L/O, PACTRust and the All Famous Due on Sale Clause - Posted by Anthony Henry

Posted by Russ Sims on May 02, 2000 at 11:21:22:

Yes, a lease/option can trigger the DOS. But the lender probably won’t find out about the lease/option, since title is not being transfered, and if they do find out as a result of, say, notification from the insurance company that the loss payee has changed, they likely won’t care. Lenders do not want homes, especially if there’s not much equity in them. Lenders DO want performing loans so the chances of them enforcing the DOS are slim.

As far as which is better, a PACTrust or L/O, that issue has been debated on this board at length by minds greater than mine (a classic debate was between JPiper and Bill Gatten). You might search the archives for that…

L/O, PACTRust and the All Famous Due on Sale Clause - Posted by Anthony Henry

Posted by Anthony Henry on May 02, 2000 at 09:22:10:

Well as usual everyday you learn something new. Ive been looking into the PACTrust entity and it seems to good to be true :). But Im still looking.

My Question is this while researching I came across this…Apparently it seems that all lease options, regardless of how they are structured do infact triger the due on sale clause, if it is written into the note. For all the experts out there is this really the case and if so, How come so many have been so succesful with the L/O technique?. On further introspection, this was what I came up with. It would seem that as long as the note is being paid on a timely manner the holder probably could care less. Is this the only reason?.

In the opinion of the experts which is best the L/O or a PACTRust

Anthony Henry

Re: L/O, PACTRust and the All Famous Due on Sale Clause - Posted by Bill Gatten

Posted by Bill Gatten on May 03, 2000 at 19:50:18:


I wasn’t going to step up to the plate this time. I thought I?d wait and just see what others had to say. However, I have to tell you that both the answers you got were excellent and made me want to jump in (so…what’s new?).

Trying to decide whether a PACTrust is better than a Lease Option is like trying to decide whether an armored car is better than a race car…it depends upon what your concerns are, and how safe you want to be. If the race would go just as fast with armor on it, the armored car might be the best bet. Or?if the armored car would be just as safe with a high speed engine in it, then the armored car wins again. Its when you have to decide what to leave behind to reach your own objectives that one?s value to YOU begins to outweigh the other.

The PACTrust is a device that allows for maximum protection of ALL parties in the transaction, not just the buyer or the seller. As many have said in reference to L/O?s, if you are the optionor don’t record the option; but if you are the optionee, then insist that it be recorded. We find that that kind of polarized objectivity is just not necessary with the PACTrust.

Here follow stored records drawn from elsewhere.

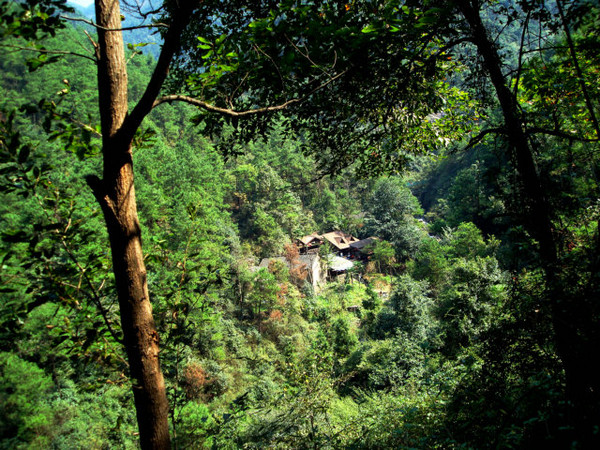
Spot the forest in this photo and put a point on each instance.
(457, 140)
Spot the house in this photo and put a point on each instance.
(310, 243)
(360, 249)
(307, 267)
(340, 241)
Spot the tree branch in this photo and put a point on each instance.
(249, 112)
(161, 70)
(477, 139)
(95, 25)
(561, 134)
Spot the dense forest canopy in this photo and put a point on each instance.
(458, 141)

Another one is, if you are the buyer and you don’t care about the Due on Sale Clause, then don’t bring it up and don’t worry the seller about it…you’re the one who will be paying the bill. However, if you are the seller, beware of the optionee who doesn’t pay when he’s supposed to, because if you can’t make up his default while removing him the bank could move on their DOS Clause without needing to wait out the full foreclosure process and destroy our credit. We say…wouldn’t it be nice if the DOS were never an issue for either party in the first (you don?t pay you lose your house that?s it)?but otherwise its safe? And besides, iIt makes the deal so much easier to swallow for an otherwise reticent seller when he knows that he can keep the property in hi own trust and never have to give you the title until you pay off his loan (while you receive 100% of all benefits of ownership anyway).

All in all, Brian Mac, said it very well. The PACTrust is a legal shield for ANY objective in creative real estate financing; and it accommodates the end results of Leases, Tax Leases, Lease Options, Lease Purchases, Land Contracts, Equity Shares, Wraps, etc?.without undue compromise on anyone?s behalf.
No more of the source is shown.